Die Ursachen sind noch weitgehend ungeklärt. Nun haben Wissenschaftler im Rahmen der „SNaP Acute COVID“-Studie ein biomedizinisches Korrelat zu der dementiell anmutenden Symptomatik gefunden: Hospitalisierte COVID-19 Patienten hatten gleich hohe bzw. sogar noch höhere Spiegel neurodegenerativer Biomarker als an Alzheimer erkrankte Menschen.

Plötzlich erhöhte Alzheimer-Biomarker im Blut

In die Auswertung wurden 251 Patienten eingeschlossen, die im Durchschnitt 76 Jahre alt waren. 31 Prozent benötigten eine maschinelle Beatmung, 25 Prozent verstarben im Krankenhaus und 53 Prozent konnten entlassen werden. Neurologische Symptome traten während des Krankenhausaufenthalts bei jeden zweiten Patienten auf. Die häufigsten Diagnosen waren toxisch-metabolische Enzephalopathie (75/120) und hypoxisch-ischämische Hirnschädigung (55/120). Zum Vergleich wurden 161 Kontrollpersonen den Biomarker-Tests unterzogen.

Wie Blutuntersuchungen zeigten, wiesen die Patienten mit neu aufgetretenen kognitiven Defiziten erhöhte Tau-, NFL- und UCHL-Spiegel auf. Das Tau-Protein wird zur Diagnose einer Alzheimer-Erkrankung mit herangezogen. NFL (= „Neurofilament light chain“), ist ein Biomarker des kognitiven Abbaus, der bei Menschen mit Alzheimer oder Parkinson erhöht ist. Und UCHL1 ist ein neuronaler Biomarker, der derzeit unter anderem als ALS-Biomarker diskutiert wird. Zudem war der Spiegel des glialen fibrillären sauren Proteins (GFAP) erhöht, das in Alzheimer-Plaques enthalten ist.

 

Biomarker-Spiegel steigt mit Krankheitslast

Diese Biomarker traten zum Teil in höheren Konzentrationen auf als bei Alzheimer-Patienten.  Der Anstieg war umso höher, desto kränker die Patienten waren und er korrelierte mit einem erhöhten D-Dimer-Spiegel.

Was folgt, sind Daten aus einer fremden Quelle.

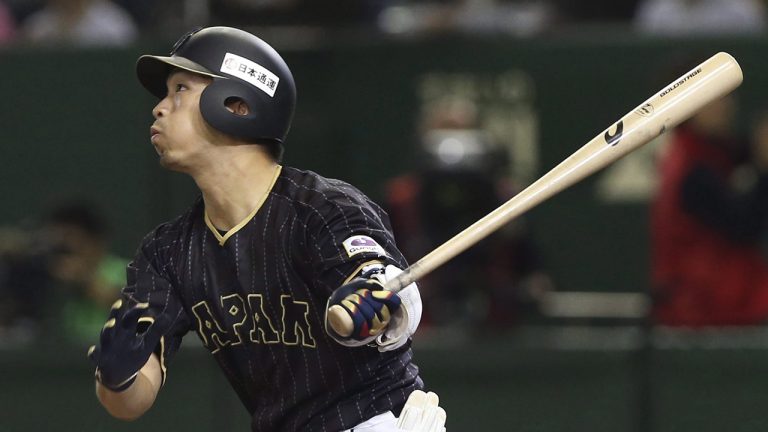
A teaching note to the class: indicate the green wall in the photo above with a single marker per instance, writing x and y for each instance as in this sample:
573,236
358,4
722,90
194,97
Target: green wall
75,124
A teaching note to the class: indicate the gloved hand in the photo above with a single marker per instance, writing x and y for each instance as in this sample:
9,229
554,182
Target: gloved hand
127,340
361,309
422,413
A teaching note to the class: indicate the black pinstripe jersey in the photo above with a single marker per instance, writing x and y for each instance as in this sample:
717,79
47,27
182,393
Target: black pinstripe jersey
256,297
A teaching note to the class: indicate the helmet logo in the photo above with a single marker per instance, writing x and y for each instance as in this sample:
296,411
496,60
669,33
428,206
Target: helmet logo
182,40
251,72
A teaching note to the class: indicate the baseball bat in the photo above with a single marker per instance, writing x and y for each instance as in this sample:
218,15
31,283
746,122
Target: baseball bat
673,104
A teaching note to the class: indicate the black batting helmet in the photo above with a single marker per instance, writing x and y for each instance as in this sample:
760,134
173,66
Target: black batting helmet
242,66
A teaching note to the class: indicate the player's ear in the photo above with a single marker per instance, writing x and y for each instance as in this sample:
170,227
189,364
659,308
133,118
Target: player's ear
237,106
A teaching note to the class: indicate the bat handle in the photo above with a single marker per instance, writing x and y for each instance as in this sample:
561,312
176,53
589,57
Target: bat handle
340,321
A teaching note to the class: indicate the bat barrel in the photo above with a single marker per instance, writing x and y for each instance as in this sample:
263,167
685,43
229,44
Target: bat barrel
673,104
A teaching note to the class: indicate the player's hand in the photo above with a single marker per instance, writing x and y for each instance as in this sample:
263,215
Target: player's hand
422,413
361,309
127,340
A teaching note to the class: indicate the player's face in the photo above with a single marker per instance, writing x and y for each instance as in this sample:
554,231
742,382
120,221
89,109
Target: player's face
179,134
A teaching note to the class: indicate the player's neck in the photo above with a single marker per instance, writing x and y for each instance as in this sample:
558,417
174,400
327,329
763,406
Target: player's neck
234,184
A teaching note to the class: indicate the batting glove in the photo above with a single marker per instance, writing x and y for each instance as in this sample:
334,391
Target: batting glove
127,340
361,309
422,413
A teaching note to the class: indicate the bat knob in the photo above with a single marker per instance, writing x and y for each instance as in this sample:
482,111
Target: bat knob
340,321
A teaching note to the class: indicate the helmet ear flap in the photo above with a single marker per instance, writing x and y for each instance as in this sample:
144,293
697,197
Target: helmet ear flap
213,106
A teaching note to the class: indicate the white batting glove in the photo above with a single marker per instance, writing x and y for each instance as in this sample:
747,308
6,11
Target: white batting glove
405,321
421,413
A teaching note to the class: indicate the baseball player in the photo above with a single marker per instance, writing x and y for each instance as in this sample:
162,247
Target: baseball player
257,260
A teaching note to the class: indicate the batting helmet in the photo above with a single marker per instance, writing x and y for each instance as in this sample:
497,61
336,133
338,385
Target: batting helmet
242,66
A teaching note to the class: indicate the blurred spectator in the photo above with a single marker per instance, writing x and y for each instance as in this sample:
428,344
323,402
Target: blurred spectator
59,278
7,24
493,284
707,266
86,278
700,17
81,23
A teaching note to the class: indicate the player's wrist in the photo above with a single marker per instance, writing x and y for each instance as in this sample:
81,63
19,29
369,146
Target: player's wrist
115,385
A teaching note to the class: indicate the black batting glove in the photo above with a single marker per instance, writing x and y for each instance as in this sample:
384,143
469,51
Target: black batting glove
361,309
127,340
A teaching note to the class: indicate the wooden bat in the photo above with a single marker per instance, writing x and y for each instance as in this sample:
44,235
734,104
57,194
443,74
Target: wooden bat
672,105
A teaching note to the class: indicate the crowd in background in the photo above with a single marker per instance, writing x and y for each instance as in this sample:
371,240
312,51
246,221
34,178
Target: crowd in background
122,22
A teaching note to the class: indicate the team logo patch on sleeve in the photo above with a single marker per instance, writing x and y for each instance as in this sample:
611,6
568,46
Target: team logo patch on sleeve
359,244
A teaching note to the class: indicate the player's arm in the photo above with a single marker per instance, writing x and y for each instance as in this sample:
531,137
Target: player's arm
128,372
138,398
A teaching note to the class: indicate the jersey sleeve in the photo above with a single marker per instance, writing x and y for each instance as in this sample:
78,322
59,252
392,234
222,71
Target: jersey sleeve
346,233
148,281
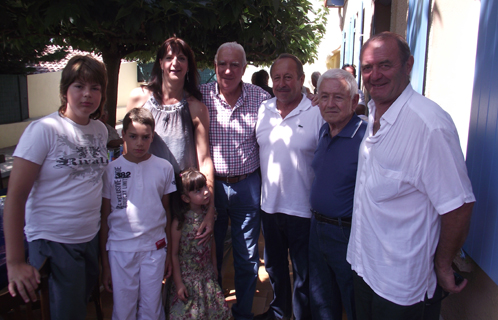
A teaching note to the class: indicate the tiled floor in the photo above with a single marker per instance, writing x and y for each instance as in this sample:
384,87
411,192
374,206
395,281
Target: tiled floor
262,297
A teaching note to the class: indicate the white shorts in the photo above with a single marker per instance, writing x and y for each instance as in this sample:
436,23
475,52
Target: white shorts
137,282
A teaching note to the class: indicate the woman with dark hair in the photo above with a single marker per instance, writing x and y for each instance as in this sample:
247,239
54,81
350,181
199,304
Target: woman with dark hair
182,121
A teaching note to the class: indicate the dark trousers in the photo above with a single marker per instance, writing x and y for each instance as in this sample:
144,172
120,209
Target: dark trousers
239,203
371,306
287,235
74,270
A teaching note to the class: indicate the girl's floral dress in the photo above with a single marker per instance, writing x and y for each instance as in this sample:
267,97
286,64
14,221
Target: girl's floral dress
205,298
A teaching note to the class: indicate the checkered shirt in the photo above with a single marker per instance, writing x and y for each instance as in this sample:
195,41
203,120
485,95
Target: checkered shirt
232,135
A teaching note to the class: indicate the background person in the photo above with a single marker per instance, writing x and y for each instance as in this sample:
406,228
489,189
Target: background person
361,109
413,198
55,186
196,293
182,121
135,239
287,135
260,78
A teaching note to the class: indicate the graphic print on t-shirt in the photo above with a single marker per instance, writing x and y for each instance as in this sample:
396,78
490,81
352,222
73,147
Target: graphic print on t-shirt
121,187
85,158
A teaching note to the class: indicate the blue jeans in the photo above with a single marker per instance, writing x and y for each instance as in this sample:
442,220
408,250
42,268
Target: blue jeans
74,271
239,202
284,235
331,277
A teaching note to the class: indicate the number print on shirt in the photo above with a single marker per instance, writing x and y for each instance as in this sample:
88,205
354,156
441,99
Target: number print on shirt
121,187
85,158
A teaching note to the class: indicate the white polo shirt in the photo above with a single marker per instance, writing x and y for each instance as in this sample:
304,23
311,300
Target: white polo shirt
409,173
286,149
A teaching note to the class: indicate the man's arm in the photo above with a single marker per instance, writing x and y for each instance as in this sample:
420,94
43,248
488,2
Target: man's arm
104,234
454,229
22,277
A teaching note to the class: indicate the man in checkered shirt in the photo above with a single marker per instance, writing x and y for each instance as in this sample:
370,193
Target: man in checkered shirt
233,112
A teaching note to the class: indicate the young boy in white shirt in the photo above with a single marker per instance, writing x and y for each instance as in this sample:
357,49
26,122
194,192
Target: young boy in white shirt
135,239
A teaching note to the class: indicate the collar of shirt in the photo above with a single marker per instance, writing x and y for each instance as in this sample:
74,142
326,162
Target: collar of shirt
390,116
349,131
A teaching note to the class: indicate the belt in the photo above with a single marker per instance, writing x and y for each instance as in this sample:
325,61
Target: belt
335,221
232,179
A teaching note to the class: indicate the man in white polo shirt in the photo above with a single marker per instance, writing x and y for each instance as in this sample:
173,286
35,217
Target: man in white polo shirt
287,134
413,199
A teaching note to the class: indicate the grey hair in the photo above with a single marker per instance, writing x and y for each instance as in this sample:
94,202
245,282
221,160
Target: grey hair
232,45
340,74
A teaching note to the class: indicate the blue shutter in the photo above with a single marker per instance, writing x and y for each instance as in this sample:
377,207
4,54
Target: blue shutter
416,36
482,150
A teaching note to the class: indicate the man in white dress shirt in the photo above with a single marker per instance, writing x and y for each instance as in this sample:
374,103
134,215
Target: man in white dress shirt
413,198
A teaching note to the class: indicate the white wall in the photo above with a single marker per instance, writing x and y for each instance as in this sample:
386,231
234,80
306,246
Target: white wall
451,59
43,99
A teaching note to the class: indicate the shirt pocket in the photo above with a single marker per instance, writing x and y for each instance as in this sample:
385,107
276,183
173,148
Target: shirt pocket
384,184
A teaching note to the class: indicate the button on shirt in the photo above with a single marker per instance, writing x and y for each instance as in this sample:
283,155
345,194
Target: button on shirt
232,139
334,164
410,172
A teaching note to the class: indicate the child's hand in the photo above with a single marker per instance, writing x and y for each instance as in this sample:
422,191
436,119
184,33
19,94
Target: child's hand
182,293
216,272
168,269
107,279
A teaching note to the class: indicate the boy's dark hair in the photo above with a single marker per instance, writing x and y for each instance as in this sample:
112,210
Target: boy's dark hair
140,115
189,180
299,64
176,45
84,68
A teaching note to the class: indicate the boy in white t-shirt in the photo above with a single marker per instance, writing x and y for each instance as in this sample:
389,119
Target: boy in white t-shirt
135,218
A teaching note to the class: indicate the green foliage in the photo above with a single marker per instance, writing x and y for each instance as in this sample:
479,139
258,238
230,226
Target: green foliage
134,29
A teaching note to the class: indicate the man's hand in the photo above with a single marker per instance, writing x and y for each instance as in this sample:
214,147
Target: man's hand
446,280
182,293
25,279
205,231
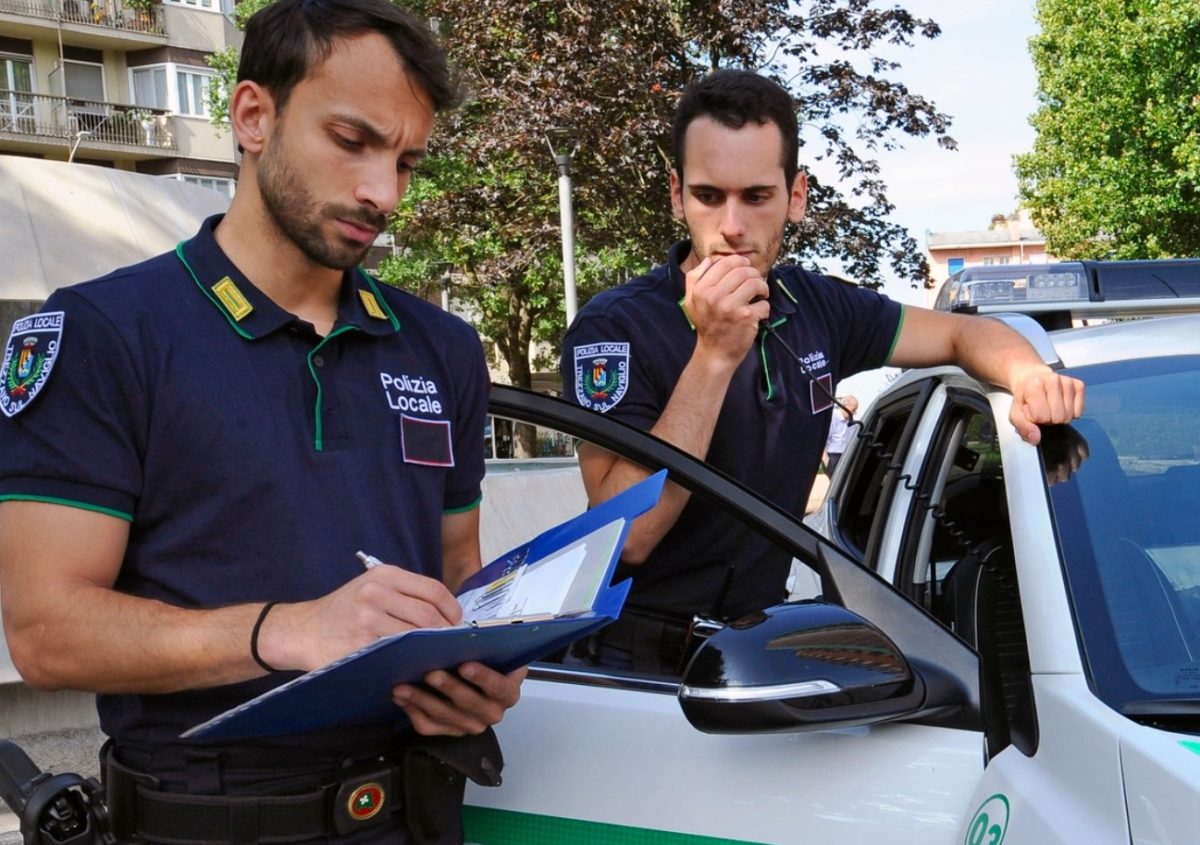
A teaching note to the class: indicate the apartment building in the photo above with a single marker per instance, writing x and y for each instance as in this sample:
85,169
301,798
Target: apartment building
1009,239
117,83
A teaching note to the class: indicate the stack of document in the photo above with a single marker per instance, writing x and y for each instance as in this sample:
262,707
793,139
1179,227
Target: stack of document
526,604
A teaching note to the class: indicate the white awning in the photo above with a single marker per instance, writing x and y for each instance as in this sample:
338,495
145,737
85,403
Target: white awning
64,223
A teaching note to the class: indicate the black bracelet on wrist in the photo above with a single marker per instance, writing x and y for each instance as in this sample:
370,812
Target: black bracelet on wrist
253,637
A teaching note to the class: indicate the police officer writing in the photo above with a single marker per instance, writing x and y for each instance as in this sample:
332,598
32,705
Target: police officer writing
732,357
216,431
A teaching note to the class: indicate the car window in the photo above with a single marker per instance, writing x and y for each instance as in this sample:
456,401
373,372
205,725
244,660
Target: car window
1128,534
873,474
957,562
526,496
958,515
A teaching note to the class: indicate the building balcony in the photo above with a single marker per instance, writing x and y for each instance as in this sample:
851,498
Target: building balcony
120,131
93,23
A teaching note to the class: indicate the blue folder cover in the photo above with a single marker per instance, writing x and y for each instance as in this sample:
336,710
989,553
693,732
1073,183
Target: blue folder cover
358,688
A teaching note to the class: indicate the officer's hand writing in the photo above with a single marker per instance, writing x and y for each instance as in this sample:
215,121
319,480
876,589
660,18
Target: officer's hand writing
465,702
381,601
726,299
1042,396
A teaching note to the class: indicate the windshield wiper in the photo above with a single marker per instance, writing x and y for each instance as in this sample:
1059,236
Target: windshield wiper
1161,707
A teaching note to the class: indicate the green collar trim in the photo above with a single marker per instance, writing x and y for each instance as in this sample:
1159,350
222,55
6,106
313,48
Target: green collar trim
895,337
465,509
69,503
687,316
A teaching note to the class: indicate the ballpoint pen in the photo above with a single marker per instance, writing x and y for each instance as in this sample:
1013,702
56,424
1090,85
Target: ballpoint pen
369,561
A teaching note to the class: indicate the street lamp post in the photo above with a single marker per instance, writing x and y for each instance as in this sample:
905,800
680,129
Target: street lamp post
563,144
445,269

„Das ist vor dem Hintergrund der kognitiven Einschränkungen, unter denen viele Erkrankte noch lange nach der SARS-CoV-2-Infektion leiden, ein interessanter Befund“, sagt der Generalsekretär der Deutschen Gesellschaft für Neurologie Prof. Peter Berlit. Bestätige sich diese Korrelation in weiteren Studien „hätten wir Biomarker für Post-COVID-Symptome wie Konzentrations- oder Gedächtnisstörungen.“

Neuro-Covid nicht mit Alzheimer vergleichbar

Doch die Ergebnisse klingen für die Betroffenen ziemlich beunruhigend. Neurologe Berlit sagt aber, die Daten dürften nicht dahingehend überinterpretiert werden, dass COVID-19 eine Alzheimer-Demenz auslösen könne. „Diese Sorge ist unbegründet, zumal sich die kognitiven Einschränkungen bei Menschen mit Post- oder Long-COVID wieder verbessern. Das ist bei neurodegenerativen Erkrankungen wie Alzheimer hingegen nicht der Fall“, so der Neurologe.

Zu berücksichtigen ist außerdem, dass die untersuchten Patienten unter schweren Covod-19-Verlaufsformen litten. Neuro-Covid tritt aber ganz häufig auch nach milden Infektionen auf.

Die Ergebnisse der Studie wurden am 13. Januar im Fachmagazin „Alzheimer´s & Dementia“ publiziert.